プライノスハウスの三つがペシャンコになっており、キーガスが愛情を注いで育てていたカッフェ農園も半分ほどがダメになっている。

「くそ! せっかくここまで育てたっていうのによ!」

そんな光景を見つめて、キーガスが悔しそうな声を上げる。

皆で力を合わせて、もうすぐ収穫というところまできていたんだ。

それを台無しにされて平気でいられる方が難しいだろう。

「すみません。ここを任されていながら」

「イサギたちに落ち度はねえよ。あれだけの数のサンドワームを相手に死者を出さず、農園にまで被害を出さないなんて俺にだって無理だからな」

大きく深呼吸をすると、キーガスの気持ちは落ち着いたようだ。

「集落の方は問題ありませんでしたか?」

「かなりの数の家がやられて怪我人もいるが、幸いにしてこっちも死者はいねえ」

「ポーションがまだ残っているのでお渡ししましょうか?」

「助かるぜ」

治癒ポーションの瓶を二十本ほど取り出すと、キーガスと一緒に集落から戻ってきた赤牛族の戦士がずいっとやってきたので渡してあげた。
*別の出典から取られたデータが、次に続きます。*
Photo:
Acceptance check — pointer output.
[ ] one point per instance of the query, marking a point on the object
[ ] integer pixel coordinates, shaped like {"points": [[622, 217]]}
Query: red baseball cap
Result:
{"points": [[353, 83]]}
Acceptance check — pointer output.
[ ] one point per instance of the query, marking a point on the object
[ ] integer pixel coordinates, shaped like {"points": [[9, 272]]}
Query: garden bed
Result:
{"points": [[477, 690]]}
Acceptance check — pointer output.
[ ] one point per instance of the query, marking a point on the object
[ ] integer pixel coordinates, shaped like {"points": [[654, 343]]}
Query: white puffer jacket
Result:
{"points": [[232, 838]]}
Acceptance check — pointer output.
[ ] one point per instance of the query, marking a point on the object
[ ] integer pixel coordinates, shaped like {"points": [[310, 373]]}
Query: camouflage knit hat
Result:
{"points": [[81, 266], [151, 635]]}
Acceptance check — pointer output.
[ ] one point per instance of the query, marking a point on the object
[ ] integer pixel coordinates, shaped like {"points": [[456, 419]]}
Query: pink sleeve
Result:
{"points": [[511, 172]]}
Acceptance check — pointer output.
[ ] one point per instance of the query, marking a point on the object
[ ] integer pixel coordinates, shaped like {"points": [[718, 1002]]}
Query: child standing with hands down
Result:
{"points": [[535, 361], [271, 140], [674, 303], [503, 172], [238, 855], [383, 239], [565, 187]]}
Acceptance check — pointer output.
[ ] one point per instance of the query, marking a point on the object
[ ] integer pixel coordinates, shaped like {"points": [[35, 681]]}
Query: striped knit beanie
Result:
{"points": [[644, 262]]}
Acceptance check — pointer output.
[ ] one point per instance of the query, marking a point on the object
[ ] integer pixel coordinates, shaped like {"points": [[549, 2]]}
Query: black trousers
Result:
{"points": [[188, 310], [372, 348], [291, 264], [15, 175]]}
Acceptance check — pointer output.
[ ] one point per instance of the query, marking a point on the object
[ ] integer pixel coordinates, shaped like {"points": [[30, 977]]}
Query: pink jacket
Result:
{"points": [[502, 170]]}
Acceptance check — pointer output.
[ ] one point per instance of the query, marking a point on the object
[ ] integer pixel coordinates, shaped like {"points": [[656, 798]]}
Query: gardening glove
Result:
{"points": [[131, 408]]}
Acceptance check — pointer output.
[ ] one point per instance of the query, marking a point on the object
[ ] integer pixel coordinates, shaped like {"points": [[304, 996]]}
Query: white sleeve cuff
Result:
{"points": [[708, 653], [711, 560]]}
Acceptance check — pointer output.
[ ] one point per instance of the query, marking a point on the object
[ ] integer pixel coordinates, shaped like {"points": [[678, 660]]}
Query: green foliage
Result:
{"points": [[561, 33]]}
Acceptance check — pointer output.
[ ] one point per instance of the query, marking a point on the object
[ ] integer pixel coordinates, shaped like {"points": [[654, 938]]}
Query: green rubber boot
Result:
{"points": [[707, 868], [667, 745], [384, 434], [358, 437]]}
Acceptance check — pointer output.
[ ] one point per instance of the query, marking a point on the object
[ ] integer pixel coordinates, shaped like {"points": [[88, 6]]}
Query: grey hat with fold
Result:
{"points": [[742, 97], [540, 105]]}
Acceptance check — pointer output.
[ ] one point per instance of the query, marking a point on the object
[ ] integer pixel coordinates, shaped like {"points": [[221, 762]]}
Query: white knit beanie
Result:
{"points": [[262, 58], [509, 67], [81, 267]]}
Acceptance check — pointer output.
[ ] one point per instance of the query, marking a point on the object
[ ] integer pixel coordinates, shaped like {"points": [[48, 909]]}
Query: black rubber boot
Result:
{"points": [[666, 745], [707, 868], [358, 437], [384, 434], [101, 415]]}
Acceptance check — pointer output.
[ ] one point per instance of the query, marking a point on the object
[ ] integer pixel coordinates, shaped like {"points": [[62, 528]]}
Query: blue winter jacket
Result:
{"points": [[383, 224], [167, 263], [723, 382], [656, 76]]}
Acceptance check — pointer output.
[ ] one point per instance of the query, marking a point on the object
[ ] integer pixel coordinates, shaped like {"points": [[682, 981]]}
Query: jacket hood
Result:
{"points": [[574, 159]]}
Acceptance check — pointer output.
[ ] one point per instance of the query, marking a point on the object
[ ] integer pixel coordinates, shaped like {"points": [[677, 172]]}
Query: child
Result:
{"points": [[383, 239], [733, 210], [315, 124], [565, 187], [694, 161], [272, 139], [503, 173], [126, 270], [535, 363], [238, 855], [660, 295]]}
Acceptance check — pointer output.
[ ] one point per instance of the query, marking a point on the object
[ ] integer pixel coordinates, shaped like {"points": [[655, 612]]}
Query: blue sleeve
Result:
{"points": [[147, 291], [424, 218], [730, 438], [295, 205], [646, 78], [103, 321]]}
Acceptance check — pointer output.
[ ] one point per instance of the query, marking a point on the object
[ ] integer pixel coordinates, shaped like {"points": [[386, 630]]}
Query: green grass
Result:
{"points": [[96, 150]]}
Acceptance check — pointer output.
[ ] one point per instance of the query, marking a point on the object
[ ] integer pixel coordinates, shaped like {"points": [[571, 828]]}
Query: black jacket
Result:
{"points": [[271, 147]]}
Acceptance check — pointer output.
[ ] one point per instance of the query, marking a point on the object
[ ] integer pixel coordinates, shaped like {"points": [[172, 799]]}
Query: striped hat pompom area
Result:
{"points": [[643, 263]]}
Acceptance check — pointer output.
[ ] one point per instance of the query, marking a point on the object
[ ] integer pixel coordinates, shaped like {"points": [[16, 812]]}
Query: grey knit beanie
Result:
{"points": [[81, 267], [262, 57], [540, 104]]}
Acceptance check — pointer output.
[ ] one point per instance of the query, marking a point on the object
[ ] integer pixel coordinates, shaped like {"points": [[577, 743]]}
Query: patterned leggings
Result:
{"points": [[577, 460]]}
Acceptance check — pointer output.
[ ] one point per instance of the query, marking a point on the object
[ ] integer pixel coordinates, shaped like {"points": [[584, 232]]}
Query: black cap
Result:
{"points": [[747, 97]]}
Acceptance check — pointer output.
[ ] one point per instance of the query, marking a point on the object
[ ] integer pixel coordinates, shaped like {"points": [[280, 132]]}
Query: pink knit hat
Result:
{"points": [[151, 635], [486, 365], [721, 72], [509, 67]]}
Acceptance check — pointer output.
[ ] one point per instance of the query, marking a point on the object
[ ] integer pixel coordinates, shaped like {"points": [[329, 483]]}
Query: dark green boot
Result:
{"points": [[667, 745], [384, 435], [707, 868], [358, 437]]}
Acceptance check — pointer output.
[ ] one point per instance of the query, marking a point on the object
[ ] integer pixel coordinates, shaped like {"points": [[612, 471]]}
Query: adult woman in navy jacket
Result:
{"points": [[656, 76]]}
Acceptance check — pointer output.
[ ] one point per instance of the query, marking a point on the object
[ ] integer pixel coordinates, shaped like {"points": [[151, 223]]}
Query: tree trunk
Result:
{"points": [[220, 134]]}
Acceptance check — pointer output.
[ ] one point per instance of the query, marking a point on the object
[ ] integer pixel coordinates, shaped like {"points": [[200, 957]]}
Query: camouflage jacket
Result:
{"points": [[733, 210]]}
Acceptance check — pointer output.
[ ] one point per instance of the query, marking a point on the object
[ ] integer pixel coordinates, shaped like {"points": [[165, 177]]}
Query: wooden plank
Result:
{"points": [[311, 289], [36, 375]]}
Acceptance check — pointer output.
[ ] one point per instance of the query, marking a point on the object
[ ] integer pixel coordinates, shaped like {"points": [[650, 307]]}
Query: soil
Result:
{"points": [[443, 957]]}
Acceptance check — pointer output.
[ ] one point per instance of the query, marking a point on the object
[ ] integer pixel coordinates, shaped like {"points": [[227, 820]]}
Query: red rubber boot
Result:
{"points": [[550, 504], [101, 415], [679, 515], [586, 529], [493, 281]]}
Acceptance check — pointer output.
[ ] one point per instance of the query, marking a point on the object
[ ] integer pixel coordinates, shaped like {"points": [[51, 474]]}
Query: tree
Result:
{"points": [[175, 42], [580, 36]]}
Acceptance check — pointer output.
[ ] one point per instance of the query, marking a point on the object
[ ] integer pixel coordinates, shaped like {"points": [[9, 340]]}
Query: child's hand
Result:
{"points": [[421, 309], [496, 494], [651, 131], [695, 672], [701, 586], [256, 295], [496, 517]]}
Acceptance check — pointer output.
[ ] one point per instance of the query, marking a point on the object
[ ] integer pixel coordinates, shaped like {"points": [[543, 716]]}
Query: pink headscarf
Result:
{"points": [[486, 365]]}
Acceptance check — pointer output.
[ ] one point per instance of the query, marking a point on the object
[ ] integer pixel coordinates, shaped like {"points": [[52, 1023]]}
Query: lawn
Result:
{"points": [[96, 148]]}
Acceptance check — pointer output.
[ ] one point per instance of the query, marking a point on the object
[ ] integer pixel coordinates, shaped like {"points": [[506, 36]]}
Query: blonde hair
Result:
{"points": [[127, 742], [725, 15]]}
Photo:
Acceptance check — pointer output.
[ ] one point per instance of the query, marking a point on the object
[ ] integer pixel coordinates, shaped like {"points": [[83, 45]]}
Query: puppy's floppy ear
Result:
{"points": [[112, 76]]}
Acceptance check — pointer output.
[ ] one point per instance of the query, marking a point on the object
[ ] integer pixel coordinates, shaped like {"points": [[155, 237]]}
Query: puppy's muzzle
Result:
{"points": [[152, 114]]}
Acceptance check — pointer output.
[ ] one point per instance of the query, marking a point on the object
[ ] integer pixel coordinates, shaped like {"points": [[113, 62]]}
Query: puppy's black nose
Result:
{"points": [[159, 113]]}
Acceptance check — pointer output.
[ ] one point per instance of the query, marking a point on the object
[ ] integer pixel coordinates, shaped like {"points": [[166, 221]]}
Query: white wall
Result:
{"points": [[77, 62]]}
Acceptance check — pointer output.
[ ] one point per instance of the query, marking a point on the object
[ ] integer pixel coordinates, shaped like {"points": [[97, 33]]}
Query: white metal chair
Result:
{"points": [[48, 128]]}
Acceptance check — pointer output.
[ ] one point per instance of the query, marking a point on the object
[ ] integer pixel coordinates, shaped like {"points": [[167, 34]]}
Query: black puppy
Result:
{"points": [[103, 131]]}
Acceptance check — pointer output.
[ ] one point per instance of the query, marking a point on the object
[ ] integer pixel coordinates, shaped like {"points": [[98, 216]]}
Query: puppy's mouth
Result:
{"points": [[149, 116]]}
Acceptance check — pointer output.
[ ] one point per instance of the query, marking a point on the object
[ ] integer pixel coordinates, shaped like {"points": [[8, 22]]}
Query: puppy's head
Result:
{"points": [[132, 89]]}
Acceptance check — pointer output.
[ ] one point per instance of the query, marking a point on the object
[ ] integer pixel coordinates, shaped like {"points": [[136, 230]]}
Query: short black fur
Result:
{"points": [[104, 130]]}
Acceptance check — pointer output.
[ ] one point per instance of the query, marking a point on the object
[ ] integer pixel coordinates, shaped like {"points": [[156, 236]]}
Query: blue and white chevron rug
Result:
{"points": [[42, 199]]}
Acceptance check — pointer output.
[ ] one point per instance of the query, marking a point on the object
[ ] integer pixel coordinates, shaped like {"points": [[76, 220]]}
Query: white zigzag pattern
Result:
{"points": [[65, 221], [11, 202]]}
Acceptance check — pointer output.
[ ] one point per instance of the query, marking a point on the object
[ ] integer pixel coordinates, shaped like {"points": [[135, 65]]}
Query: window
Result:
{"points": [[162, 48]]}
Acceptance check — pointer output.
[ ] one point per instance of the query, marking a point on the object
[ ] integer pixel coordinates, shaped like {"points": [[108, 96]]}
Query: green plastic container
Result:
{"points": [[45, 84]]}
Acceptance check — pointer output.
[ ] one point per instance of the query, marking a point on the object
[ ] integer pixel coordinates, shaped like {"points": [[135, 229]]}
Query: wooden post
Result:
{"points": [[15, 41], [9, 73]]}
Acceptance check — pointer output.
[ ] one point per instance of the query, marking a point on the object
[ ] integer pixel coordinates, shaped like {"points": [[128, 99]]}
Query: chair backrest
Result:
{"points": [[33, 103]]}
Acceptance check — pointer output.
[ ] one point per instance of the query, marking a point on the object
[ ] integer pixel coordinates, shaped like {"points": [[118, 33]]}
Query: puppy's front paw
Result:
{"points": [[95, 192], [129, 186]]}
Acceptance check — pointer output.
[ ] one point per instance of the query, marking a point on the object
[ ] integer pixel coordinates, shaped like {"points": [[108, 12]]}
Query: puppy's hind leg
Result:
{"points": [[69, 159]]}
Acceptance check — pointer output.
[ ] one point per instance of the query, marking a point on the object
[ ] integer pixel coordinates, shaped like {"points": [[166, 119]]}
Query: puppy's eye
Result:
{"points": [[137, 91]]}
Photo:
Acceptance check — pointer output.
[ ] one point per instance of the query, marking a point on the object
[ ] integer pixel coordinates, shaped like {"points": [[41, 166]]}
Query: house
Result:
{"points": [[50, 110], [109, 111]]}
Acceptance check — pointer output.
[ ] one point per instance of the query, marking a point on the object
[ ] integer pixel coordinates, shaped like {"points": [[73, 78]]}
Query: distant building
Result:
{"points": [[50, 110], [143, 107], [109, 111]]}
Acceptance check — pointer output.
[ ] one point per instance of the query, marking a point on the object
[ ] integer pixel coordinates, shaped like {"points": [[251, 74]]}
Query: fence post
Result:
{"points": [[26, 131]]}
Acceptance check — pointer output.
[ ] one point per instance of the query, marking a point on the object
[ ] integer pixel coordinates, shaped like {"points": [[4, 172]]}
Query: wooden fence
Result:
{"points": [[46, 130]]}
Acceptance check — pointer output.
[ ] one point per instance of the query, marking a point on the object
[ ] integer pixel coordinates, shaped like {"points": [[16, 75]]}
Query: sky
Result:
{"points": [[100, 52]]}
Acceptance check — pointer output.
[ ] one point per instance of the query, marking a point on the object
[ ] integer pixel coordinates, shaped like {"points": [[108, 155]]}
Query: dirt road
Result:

すると、戦士はぺこりと頭を下げて、急いで集落の方に戻っていく。

怪我人の治療については彼に任せるのだろう。

「俺はサンドワームが空けた穴を塞いでしまいますね」

「ああ、頼む」

サンドワームが好き勝手に土を掘ってくれたので農園やその周りは穴だからけだ。

このままでは農園を修復するのにも支障が出るので、俺は錬金術で土を操作して穴を埋めた。

「イサギー!」

錬金術で穴を埋め終わると、上空から聞き覚えのある声がした。

「レギナ! ティーゼさん!」

上空に視線を向けると、空を飛んでいるティーゼとバスケットに乗って運んでもらっているレギナの姿が見えた。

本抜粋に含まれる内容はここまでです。